Moreover, give your flowering and fruiting plants at least 16 hours of light daily. We highly recommend placing the light source at least 12-15 inches away from the foliage for optimal results.
Tips for Using Grow Lights
Succeeding with indoor plant lights is a process of trial and error. So, keep patience, have fun, and don’t discourage too quickly. Here is our guide to grow lights so you can succeed:
Choose Bulbs Wisely
It is essential to figure out what you plan to do with grow light before you shop for it. Remember that expensive grow lights may need to be on a fraction of the time compared to cheaper lights. Getting some really bright grow lights is beneficial if you plan to grow seedlings. However, for low-light plants, getting that $30 lamp and placing it in the window might supplement adequate light.
Place the Light Source Closer
The closer you put the light source, the more your plant will get. While it varies by the lamp, keeping your light six inches is a good rule. On the other hand, if your lamp is a couple of feet away, the light intensity will decrease dramatically. If you are using a bank of lights, you can hang them on adjustable chains for easy movement.
Keep the Timer On
Some houseplants prefer consistent indoor plant light. So, if you have a houseplant with day-length sensitivity, providing it with eight-hour one day and then fifteen-hour the next day might be confusing. So, it is best to automate the process by turning on the timer.
Research How Much Light Each Plant Needs
Think of your plant light requirements as filling up a bucket. That bucket fills with photos; how fast it fills depends on the light intensity. Most plants have small buckets, except lettuce, fruit, and ripening tomatoes, as they have big buckets. Similarly, most herbs need plenty of full sunlight.
Mimic the Day Length Your Houseplants Are Used to
While it doesn’t matter for all, it is for some houseplants like basil. Houseplants that thrive in temperature regions know what month it is based on the night length. It means some of these plants do different things, such as flowering or stopping flowering, based on the light they get.
Watering is Essential
It’s a bluff that succulents don’t need ample water. Usually, they need to get adequate sunlight to use all the water. Similarly, ensure to keep the seedlings evenly moist. If you notice a stretch with lots of space between the leaves, they want more light.

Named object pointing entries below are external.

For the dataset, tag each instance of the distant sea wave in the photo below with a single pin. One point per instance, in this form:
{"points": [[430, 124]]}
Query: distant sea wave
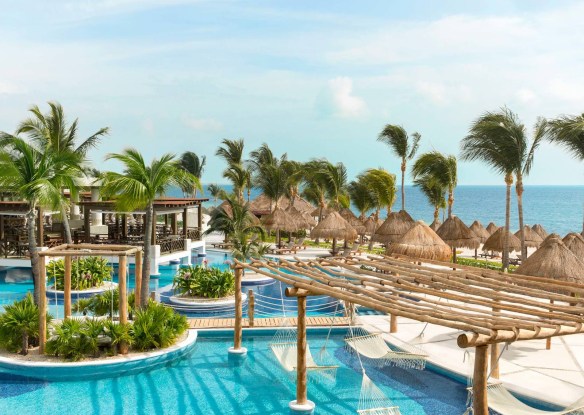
{"points": [[558, 209]]}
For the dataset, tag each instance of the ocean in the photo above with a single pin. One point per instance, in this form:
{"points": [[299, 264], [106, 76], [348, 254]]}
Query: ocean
{"points": [[558, 209]]}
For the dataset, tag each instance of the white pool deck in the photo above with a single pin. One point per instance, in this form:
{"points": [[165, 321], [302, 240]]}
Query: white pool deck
{"points": [[526, 367]]}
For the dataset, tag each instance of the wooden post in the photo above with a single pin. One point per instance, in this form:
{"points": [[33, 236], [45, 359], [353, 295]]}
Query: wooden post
{"points": [[138, 278], [479, 386], [301, 375], [67, 293], [42, 305], [250, 307]]}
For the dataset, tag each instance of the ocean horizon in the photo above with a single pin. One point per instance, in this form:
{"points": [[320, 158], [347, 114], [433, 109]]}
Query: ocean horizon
{"points": [[557, 208]]}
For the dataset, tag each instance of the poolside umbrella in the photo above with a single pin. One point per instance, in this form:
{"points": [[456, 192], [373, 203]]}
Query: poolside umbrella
{"points": [[495, 242], [457, 235], [421, 242], [334, 226], [492, 228], [575, 243], [394, 227], [532, 238], [540, 230]]}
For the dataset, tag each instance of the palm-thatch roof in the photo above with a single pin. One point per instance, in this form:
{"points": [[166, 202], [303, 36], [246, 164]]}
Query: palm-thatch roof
{"points": [[554, 260], [421, 242], [492, 228], [334, 226], [456, 234], [394, 227], [495, 241], [532, 238], [575, 243], [540, 230], [480, 231], [280, 220]]}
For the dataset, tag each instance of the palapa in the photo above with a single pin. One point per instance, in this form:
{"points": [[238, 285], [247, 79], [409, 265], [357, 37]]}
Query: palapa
{"points": [[480, 231], [394, 227], [495, 242], [575, 243], [540, 230], [553, 260], [421, 242], [532, 238]]}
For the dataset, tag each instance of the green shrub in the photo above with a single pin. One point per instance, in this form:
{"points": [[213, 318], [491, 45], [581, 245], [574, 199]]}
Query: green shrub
{"points": [[197, 281], [86, 272], [157, 326], [19, 325]]}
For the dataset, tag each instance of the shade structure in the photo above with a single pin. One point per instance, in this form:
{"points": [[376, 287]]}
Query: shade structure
{"points": [[495, 242], [575, 243], [394, 227], [553, 260], [540, 230], [456, 234], [532, 238], [334, 226], [279, 219], [480, 231], [492, 228], [421, 242]]}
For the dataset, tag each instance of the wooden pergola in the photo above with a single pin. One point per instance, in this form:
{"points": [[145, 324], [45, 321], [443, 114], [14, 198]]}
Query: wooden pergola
{"points": [[489, 307], [78, 250]]}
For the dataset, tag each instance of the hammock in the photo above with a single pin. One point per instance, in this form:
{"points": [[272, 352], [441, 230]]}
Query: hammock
{"points": [[504, 403], [372, 346]]}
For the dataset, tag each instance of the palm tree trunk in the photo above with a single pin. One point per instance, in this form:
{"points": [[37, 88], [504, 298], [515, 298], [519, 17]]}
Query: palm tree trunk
{"points": [[403, 167], [505, 254], [32, 249], [145, 294], [519, 191]]}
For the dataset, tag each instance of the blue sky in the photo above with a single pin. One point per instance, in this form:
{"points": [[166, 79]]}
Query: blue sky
{"points": [[310, 78]]}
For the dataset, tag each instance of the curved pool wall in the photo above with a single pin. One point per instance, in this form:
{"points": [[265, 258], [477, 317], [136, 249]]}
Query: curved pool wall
{"points": [[110, 368]]}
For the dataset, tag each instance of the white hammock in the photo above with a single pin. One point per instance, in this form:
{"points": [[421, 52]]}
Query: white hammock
{"points": [[503, 402], [372, 346], [372, 401]]}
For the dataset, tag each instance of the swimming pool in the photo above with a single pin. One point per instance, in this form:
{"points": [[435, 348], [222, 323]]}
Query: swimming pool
{"points": [[208, 382]]}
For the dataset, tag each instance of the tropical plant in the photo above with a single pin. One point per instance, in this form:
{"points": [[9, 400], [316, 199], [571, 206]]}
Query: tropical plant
{"points": [[435, 172], [198, 281], [19, 325], [397, 139], [86, 272], [137, 188], [37, 177], [50, 133], [157, 326]]}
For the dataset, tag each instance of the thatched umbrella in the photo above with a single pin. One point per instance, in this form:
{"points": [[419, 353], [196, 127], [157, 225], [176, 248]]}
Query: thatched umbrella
{"points": [[495, 242], [334, 226], [575, 243], [421, 242], [394, 227], [457, 235], [492, 228], [532, 238]]}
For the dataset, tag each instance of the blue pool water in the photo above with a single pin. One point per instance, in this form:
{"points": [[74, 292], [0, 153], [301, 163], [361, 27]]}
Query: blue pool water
{"points": [[208, 382]]}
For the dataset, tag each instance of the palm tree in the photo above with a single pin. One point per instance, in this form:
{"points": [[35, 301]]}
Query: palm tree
{"points": [[568, 131], [195, 165], [137, 188], [50, 132], [442, 169], [398, 140], [37, 177]]}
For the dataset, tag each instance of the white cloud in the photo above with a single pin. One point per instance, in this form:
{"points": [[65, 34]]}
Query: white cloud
{"points": [[337, 99], [203, 124]]}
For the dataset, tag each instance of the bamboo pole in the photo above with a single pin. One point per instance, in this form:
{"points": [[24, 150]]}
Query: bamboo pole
{"points": [[479, 386], [123, 299], [67, 289]]}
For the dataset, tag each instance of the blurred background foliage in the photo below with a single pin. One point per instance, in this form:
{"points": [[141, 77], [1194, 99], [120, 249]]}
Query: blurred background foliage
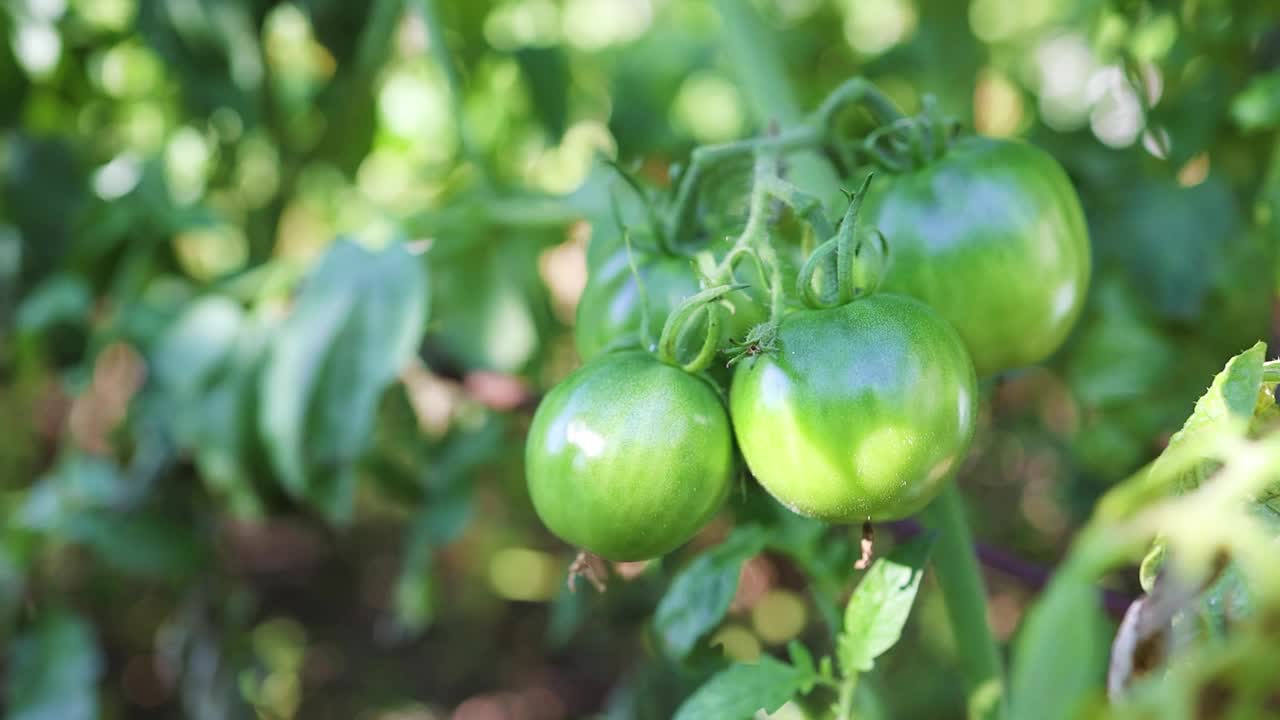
{"points": [[247, 470]]}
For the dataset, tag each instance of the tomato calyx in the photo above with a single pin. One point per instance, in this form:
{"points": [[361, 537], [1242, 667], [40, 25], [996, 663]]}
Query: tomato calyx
{"points": [[856, 264], [910, 142], [589, 566], [762, 338], [707, 305]]}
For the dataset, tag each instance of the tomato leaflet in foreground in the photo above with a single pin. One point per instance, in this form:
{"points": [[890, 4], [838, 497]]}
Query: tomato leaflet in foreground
{"points": [[627, 458], [993, 237], [862, 411]]}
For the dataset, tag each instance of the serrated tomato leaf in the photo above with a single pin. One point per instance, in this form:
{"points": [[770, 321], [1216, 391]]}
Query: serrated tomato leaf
{"points": [[700, 595], [359, 318], [881, 604]]}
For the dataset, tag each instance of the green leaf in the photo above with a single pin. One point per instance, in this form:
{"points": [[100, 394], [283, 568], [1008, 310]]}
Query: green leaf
{"points": [[197, 343], [1257, 106], [62, 299], [547, 76], [210, 359], [357, 320], [1060, 655], [54, 670], [743, 689], [1226, 406], [700, 595], [881, 605], [437, 525]]}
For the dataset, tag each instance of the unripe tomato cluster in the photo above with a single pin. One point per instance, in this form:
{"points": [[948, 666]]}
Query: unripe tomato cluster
{"points": [[850, 413]]}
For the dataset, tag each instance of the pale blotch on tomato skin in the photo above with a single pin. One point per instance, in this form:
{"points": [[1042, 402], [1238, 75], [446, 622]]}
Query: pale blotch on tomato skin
{"points": [[860, 414], [627, 458], [991, 235]]}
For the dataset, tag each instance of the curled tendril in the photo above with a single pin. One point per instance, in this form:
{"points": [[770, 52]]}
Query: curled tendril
{"points": [[762, 338], [686, 315], [910, 142], [650, 210], [858, 270]]}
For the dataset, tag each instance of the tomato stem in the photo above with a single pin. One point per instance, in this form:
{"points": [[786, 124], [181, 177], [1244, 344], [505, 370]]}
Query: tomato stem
{"points": [[965, 596], [707, 158]]}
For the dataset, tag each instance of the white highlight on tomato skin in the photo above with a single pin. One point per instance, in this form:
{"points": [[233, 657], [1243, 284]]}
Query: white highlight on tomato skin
{"points": [[1064, 300], [589, 442]]}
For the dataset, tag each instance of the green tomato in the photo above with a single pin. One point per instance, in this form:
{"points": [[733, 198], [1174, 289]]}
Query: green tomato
{"points": [[993, 237], [629, 456], [609, 313], [858, 411]]}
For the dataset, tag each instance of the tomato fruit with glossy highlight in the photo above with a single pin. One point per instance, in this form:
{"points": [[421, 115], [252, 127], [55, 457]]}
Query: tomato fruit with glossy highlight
{"points": [[627, 458], [859, 413], [993, 237]]}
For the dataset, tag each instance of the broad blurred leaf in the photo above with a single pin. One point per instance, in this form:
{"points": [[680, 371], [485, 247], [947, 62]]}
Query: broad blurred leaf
{"points": [[881, 605], [78, 483], [54, 669], [88, 501], [1060, 655], [1173, 240], [359, 318], [1228, 404], [62, 299], [201, 338], [1257, 106], [547, 76], [490, 305], [210, 359], [437, 525], [700, 595], [739, 692]]}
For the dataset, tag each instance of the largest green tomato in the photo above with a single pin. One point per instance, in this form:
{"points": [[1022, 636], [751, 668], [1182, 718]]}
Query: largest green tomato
{"points": [[859, 413], [629, 456], [992, 236]]}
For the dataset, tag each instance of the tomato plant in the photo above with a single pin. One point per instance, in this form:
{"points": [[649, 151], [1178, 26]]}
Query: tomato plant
{"points": [[992, 235], [872, 359], [862, 411], [629, 456]]}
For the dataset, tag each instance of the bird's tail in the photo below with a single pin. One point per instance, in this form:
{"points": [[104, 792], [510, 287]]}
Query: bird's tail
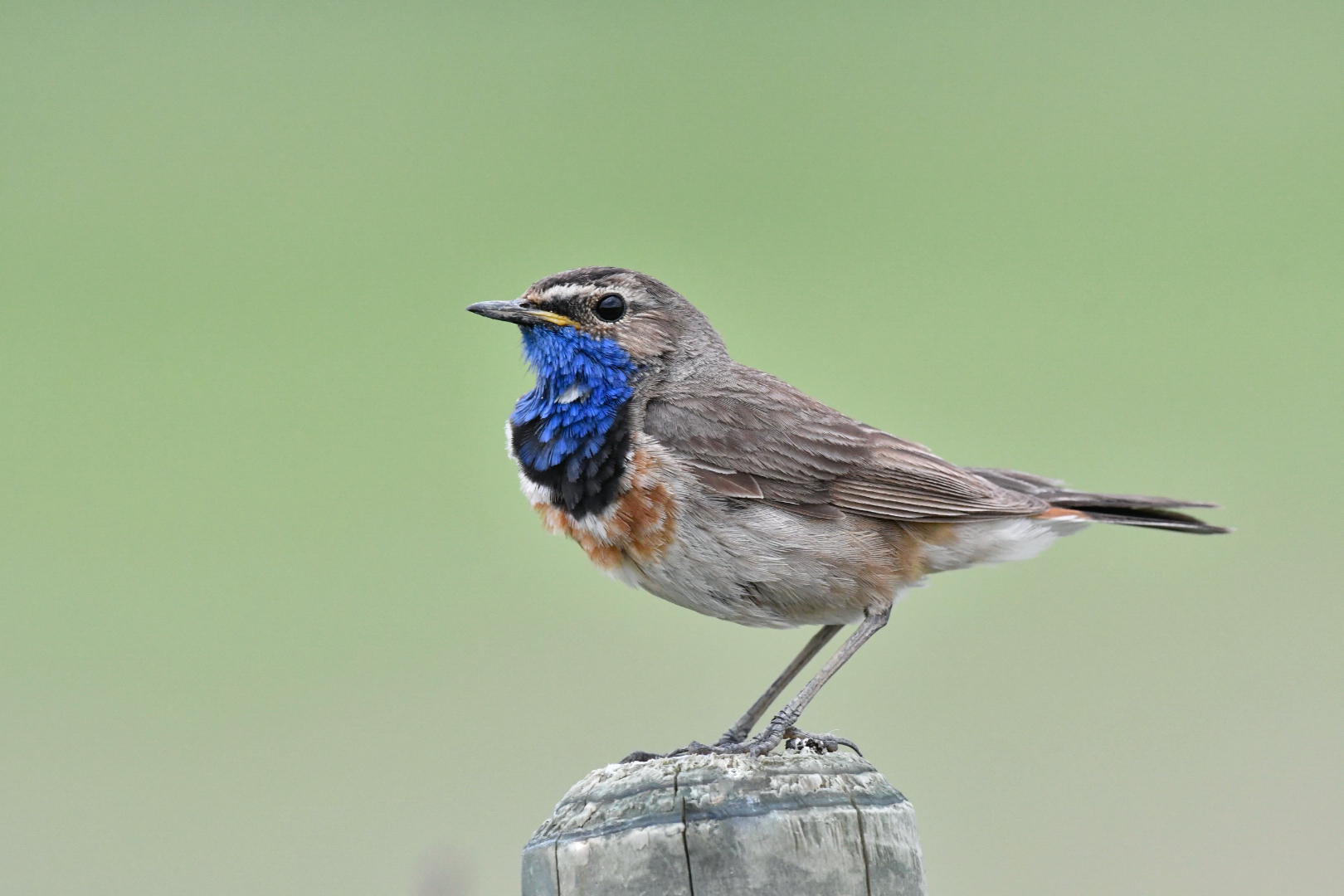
{"points": [[1124, 509]]}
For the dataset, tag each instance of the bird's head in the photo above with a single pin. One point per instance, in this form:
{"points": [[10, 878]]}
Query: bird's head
{"points": [[640, 316]]}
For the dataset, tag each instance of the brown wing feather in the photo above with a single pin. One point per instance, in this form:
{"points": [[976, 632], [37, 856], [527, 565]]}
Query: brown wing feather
{"points": [[750, 436]]}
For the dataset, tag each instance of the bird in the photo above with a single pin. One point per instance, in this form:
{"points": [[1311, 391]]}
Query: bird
{"points": [[728, 492]]}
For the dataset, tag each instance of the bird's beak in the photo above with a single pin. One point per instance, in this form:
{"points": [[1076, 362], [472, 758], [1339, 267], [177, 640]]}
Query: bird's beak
{"points": [[519, 312]]}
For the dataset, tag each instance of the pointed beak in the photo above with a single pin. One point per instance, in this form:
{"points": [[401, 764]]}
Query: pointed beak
{"points": [[519, 312]]}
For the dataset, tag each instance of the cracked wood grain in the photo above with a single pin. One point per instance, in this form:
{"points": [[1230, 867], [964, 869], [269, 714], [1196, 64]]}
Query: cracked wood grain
{"points": [[728, 826]]}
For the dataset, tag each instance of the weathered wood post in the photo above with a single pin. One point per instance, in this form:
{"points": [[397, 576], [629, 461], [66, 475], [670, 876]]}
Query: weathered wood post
{"points": [[801, 822]]}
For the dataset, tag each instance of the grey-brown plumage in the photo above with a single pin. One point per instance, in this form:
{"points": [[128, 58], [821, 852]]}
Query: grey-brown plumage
{"points": [[728, 490]]}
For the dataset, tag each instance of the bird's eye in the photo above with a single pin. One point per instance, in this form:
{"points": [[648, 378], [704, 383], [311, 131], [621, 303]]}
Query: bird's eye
{"points": [[611, 308]]}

So, that’s our guide to grow lights. Closer to home, on our coffee tables and windowsills, we are becoming even more fascinated with beautiful houseplants. Growing these little green companions indoors offers many benefits, such as reduced stress and anxiety, improved focus, and productivity. However, it is also worth remembering that our houseplants love getting some light so they can grow healthy. Knowing how to use grow lights will help you keep your plants happy. We sincerely hope our guide to grow lights will help you decide what grow light is best for your plants so you can bring more nature indoors.